A CAR-BOMB went off near a high school in the Turkish capital last night, igniting other vehicles and killing three people in a nearby building.
The 11.30am (6.30pm AEST) blast, which the Ankara prosecutor’s office said was a terrorist attack, also wounded 15 people.
“The explosion occurred in a place where car and people traffic is intense. It looks like the intention was to inflict as much harm to people as possible,” Interior Minister Idris Naim Sahin said.
The parked car had been bought a week ago but had not been registered. Police detained a woman at the scene who shouted “Long live our struggle!” as she was escorted away by police, a Dogan news agency video showed.
Kurdish rebels fighting for autonomy in southeastern Turkey have recently escalated their attacks on Turkish targets. Islamist and leftist militants have also carried out some bombings.
Kurdish rebels were blamed for a bomb attack in the Mediterranean resort town of Kemer that wounded 10 people, including four Swedes on August 28.
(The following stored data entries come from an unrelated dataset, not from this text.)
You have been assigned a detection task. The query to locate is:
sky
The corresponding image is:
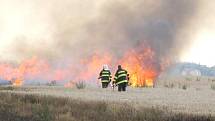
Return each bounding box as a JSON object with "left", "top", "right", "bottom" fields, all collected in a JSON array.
[
  {"left": 180, "top": 1, "right": 215, "bottom": 67},
  {"left": 0, "top": 0, "right": 215, "bottom": 67},
  {"left": 181, "top": 29, "right": 215, "bottom": 67}
]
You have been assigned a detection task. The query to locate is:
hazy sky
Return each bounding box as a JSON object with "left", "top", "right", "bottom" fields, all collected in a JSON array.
[
  {"left": 180, "top": 1, "right": 215, "bottom": 67},
  {"left": 0, "top": 0, "right": 215, "bottom": 67}
]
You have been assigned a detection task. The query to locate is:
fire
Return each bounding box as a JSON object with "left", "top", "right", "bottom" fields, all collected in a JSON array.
[
  {"left": 120, "top": 45, "right": 159, "bottom": 87},
  {"left": 0, "top": 44, "right": 164, "bottom": 88},
  {"left": 12, "top": 79, "right": 23, "bottom": 86},
  {"left": 0, "top": 57, "right": 52, "bottom": 86},
  {"left": 145, "top": 79, "right": 153, "bottom": 87},
  {"left": 64, "top": 53, "right": 113, "bottom": 87}
]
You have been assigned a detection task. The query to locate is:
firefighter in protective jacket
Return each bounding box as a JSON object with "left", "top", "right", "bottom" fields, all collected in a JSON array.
[
  {"left": 114, "top": 65, "right": 129, "bottom": 91},
  {"left": 98, "top": 65, "right": 112, "bottom": 88}
]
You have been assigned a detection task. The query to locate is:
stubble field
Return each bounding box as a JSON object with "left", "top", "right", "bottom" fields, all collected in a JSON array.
[{"left": 0, "top": 76, "right": 215, "bottom": 121}]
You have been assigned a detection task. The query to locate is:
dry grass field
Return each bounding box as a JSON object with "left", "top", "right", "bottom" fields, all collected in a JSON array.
[
  {"left": 1, "top": 92, "right": 214, "bottom": 121},
  {"left": 1, "top": 86, "right": 215, "bottom": 115},
  {"left": 0, "top": 76, "right": 215, "bottom": 121}
]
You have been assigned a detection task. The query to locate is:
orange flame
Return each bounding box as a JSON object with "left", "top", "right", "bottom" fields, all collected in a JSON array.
[
  {"left": 12, "top": 79, "right": 23, "bottom": 86},
  {"left": 120, "top": 46, "right": 158, "bottom": 87},
  {"left": 64, "top": 53, "right": 113, "bottom": 87},
  {"left": 0, "top": 44, "right": 165, "bottom": 88}
]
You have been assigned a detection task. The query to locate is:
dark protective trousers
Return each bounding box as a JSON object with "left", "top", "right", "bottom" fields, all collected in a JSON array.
[
  {"left": 102, "top": 82, "right": 109, "bottom": 88},
  {"left": 118, "top": 83, "right": 127, "bottom": 91}
]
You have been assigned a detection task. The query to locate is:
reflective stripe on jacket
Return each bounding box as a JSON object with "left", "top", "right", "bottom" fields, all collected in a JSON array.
[
  {"left": 99, "top": 69, "right": 111, "bottom": 83},
  {"left": 114, "top": 69, "right": 128, "bottom": 85}
]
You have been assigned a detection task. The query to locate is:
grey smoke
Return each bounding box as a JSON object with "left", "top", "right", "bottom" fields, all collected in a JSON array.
[
  {"left": 53, "top": 0, "right": 199, "bottom": 62},
  {"left": 3, "top": 0, "right": 200, "bottom": 68}
]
Turkish warplanes bombed suspected rebel hideouts in northern Iraq last month in response to the escalation of attacks by the guerillas. More than 100 fighters of the Kurdistan Workers’ Party have been killed in the raid.
Speaking to Turkish daily Hurriyet last week, Prime Minister Recep Tayyip Erdogan said those were matters not to be discussed but to be acted upon. Turkey’s government has been considering a series of measures in the face of the upsurge in attacks, including a request to parliament to extend its authorisation for cross-border military operations for one more year after it expires next month.
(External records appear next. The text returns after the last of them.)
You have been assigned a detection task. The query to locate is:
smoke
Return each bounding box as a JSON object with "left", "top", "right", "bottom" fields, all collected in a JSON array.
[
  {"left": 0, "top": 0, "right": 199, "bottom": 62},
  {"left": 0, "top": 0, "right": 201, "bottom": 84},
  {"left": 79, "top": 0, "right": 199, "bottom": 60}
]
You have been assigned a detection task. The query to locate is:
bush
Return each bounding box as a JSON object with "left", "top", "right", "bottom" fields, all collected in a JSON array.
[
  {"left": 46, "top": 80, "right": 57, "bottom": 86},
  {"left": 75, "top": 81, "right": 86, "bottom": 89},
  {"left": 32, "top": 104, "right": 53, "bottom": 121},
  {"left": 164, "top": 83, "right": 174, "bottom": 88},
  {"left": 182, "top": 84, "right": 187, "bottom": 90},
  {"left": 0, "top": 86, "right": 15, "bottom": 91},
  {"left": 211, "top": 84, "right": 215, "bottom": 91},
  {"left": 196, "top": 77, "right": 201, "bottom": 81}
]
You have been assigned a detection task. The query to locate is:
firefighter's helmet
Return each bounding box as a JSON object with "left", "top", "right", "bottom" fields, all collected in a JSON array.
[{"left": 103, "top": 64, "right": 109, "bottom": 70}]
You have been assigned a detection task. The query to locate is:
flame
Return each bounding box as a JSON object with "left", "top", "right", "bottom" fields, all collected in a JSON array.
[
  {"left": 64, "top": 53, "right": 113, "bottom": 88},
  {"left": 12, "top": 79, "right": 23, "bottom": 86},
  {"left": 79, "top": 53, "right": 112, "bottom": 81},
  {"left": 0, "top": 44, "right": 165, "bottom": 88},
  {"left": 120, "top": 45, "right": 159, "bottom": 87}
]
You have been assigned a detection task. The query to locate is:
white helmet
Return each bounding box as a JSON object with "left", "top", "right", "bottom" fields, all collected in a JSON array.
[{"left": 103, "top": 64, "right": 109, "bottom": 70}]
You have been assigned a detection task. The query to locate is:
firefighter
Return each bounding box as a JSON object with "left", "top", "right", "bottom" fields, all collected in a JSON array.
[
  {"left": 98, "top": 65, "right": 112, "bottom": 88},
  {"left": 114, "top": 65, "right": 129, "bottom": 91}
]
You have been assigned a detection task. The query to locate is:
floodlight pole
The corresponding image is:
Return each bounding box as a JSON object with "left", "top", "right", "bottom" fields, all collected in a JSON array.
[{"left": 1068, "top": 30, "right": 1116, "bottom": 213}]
The bodies of three people were found in a building near the car that exploded in downtown Ankara, Mr Sahin said.
Deputy Prime Minister Bulent Arinc said police had information that a bomb was planted on the car, although other officials quoted a witness as saying a burning gas canister had been tossed on to the vehicle.
The explosion sparked a series of blasts in nearby vehicles.
Reyhan Altintas, a neighbourhood administrator, said she rushed outside after hearing a loud blast.
It was followed by three other blasts, apparently caused by the cars catching fire.
At least five of the 15 wounded people were in a serious condition, Mr Sahin said. “I had never heard anything like it in my life,” witness Adnan Yavuz said of the initial blast.
“Then came another explosion and parts of a car dropped from the tree.”
The wounded were initially treated in the schoolyard before medics took them to hospital, NTV television said.
The PKK, listed as a terrorist group by Ankara and much of the international community, took up arms in Kurdish-majority southeast Turkey in 1984, sparking a conflict that has claimed 45,000 lives.